Rebels kill 17 soldiers, Turkey vows action

(Agencies)
Updated: 2007-10-22 09:41

"Attacks from Iraqi territory need to be dealt with swiftly by the Iraqi government and Kurdish Regional authorities," White House National Security Council spokesman Gordon Johndroe said in a statement. "The United States, Turkey and Iraq will continue to stand together to defeat the PKK terrorists."

Turkey's military general staff said 32 rebels were killed in continuing clashes in the southeast. Turkey shelled areas inside Iraq on Sunday morning but no casualties were reported.

Abdul Rahman Jaderji, a senior official in the PKK in northern Iraq, said the rebels had killed 40 soldiers. The number could not be independently verified.

The pro-PKK Firat news agency, which is based in western Europe, said eight soldiers had also been taken hostage. Gonul denied any soldiers had been kidnapped.

"We cannot give details on how many we have captured, all I can say is that they are not in Iraq. They are in Turkey," a senior PKK source told Reuters.

In a separate incident on Sunday, a landmine killed a civilian and wounded at least 13 more in a minibus travelling in a wedding convoy near to where the soldiers were killed.

Ankara blames the PKK for the deaths of more than 30,000 people since the group launched its armed campaign for an ethnic homeland in southeast Turkey in 1984. The United States, Turkey and European Union class the PKK as a terrorist organisation.

Some 3,000 PKK rebels, including its leaders, are believed to be based in camps in the mountainous region of northern Iraq.
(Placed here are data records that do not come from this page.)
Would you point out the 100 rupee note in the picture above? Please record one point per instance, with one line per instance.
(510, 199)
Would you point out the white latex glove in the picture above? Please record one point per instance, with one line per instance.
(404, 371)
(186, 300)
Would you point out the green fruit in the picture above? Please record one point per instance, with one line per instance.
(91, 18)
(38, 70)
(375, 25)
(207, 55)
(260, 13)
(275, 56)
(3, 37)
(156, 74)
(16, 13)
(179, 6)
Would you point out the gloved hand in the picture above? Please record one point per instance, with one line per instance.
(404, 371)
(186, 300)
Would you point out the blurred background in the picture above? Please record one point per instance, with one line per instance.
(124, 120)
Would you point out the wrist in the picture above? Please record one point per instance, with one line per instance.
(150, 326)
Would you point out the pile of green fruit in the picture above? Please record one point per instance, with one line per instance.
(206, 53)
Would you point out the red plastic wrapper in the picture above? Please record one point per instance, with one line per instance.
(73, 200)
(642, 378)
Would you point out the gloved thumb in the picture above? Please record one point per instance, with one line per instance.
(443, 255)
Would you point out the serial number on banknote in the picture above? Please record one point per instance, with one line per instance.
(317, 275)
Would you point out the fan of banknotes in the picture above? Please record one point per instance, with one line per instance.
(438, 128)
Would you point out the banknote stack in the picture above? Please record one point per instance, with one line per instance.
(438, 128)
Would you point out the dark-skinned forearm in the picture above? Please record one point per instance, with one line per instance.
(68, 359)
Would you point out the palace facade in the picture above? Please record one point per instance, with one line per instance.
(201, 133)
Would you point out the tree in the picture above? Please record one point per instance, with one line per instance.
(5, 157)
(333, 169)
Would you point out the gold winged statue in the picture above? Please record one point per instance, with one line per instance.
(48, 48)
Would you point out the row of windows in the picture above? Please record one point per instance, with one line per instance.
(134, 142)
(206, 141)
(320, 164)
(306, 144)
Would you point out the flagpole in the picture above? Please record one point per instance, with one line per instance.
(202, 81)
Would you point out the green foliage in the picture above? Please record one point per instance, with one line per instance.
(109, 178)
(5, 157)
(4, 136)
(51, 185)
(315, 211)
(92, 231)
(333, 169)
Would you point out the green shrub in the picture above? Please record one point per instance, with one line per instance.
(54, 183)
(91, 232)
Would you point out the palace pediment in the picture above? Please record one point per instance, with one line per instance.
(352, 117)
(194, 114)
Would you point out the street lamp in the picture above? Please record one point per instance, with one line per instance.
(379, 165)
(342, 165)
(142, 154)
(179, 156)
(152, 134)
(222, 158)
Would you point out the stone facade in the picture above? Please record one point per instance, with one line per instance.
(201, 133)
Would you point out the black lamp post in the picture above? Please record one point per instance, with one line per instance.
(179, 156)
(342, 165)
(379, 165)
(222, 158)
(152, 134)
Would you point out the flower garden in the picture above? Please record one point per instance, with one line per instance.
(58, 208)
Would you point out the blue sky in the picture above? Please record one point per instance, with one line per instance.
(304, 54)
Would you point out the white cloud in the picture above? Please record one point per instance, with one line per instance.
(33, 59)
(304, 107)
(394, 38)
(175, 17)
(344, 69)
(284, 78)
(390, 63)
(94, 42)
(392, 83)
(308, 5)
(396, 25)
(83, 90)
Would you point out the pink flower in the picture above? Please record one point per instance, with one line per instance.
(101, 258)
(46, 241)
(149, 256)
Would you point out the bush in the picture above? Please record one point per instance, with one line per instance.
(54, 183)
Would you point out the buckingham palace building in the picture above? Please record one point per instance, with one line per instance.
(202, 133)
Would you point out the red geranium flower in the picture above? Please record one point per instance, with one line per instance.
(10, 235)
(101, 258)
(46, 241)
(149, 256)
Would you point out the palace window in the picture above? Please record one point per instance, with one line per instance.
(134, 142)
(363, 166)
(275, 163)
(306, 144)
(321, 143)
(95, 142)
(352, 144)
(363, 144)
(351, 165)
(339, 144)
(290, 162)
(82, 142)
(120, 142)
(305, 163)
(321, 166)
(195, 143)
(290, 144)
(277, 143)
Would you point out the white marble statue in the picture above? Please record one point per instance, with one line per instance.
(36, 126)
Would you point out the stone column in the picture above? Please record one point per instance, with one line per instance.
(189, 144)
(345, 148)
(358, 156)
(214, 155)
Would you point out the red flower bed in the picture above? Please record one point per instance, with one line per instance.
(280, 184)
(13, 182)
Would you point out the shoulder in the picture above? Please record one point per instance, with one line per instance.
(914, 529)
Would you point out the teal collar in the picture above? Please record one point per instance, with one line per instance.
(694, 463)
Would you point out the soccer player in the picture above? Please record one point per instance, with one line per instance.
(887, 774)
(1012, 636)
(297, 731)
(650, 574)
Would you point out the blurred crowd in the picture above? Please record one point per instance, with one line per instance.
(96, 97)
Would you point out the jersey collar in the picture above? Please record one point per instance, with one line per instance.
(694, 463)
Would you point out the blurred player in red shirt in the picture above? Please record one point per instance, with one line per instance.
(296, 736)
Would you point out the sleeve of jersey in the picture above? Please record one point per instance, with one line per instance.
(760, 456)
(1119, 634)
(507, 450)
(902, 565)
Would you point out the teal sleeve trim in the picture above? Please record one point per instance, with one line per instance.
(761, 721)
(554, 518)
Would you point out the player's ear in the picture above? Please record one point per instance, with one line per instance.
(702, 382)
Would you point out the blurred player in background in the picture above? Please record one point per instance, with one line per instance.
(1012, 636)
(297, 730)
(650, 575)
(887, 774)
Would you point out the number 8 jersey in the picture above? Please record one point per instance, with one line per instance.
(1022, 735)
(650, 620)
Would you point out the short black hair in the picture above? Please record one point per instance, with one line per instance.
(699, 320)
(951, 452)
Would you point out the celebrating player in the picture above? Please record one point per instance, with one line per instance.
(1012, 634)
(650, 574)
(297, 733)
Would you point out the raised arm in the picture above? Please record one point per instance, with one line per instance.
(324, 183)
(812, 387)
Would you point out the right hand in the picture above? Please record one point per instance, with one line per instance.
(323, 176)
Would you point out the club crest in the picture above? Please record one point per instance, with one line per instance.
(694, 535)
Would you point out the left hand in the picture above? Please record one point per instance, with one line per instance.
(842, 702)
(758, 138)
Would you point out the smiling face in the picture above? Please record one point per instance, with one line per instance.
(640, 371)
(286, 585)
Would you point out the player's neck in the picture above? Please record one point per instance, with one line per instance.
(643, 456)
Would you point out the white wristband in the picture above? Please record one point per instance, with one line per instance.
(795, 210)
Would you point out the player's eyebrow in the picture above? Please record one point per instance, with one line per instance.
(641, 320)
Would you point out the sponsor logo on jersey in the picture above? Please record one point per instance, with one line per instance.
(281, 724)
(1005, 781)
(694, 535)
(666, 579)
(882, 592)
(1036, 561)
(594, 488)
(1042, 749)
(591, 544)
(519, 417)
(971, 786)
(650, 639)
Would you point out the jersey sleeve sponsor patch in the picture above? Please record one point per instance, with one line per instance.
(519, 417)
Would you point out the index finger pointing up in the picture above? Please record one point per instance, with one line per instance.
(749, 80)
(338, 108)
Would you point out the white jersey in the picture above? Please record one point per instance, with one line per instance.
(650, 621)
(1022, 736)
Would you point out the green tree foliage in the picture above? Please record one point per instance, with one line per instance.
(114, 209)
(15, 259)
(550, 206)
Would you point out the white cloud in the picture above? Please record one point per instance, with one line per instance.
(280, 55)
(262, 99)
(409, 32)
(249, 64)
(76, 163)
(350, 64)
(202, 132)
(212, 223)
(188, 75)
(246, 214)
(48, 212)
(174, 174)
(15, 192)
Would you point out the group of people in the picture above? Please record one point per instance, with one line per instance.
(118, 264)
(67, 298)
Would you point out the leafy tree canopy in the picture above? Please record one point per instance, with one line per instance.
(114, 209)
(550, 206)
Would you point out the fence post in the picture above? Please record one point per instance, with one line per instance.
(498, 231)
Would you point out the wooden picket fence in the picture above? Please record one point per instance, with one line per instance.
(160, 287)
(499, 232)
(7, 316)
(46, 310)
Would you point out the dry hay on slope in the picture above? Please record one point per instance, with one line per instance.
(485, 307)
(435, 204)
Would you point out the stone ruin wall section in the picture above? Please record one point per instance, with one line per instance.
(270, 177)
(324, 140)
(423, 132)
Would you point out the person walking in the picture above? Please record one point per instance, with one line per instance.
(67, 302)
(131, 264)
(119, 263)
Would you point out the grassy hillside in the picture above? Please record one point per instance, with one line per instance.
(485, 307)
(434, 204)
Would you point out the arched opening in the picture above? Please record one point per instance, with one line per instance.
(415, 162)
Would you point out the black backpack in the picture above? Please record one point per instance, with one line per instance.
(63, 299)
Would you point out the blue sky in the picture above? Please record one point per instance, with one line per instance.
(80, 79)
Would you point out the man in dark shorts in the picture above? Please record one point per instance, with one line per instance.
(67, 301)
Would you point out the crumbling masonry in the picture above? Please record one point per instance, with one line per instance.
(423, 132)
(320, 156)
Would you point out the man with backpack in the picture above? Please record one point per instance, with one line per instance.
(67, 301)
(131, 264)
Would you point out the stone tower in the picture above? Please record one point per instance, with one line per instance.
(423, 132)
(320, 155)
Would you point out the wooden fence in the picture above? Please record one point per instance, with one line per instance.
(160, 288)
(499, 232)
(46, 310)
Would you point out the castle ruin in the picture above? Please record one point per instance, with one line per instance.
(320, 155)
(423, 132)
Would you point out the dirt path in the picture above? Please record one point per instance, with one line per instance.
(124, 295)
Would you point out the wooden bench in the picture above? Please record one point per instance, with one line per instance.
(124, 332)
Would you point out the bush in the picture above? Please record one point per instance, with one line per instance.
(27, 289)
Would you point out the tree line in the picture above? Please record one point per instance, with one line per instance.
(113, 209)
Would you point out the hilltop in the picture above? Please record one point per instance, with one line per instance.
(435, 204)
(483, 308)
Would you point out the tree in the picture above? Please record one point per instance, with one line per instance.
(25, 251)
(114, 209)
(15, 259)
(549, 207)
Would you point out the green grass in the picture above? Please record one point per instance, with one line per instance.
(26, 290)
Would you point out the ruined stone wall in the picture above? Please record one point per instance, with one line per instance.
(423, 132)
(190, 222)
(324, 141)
Iraq's government said it was taking important steps to end what it called the "terrorist actions" of the Kurdish rebels.

But Iraqi Kurdish leader Masoud Barzani said his autonomous region would defend itself if Turkish troops invaded.

"We are not going to be caught up in the PKK and Turkish war, but if the Kurdistan region is targeted, then we are going to defend our citizens," Barzani told reporters after meeting Iraqi President Jalal Talabani, who is also a Kurd.

Talabani called on the PKK to cease fighting and to turn itself into a political organisation. "If they insist on continuing to fight they must leave Iraqi Kurdistan," he said.

With the death toll among Turkish security forces around 40 for the past month alone, Erdogan's government is under heavy domestic pressure to pursue the PKK into northern Iraq.

Many Turkish cities staged anti-PKK rallies on Sunday.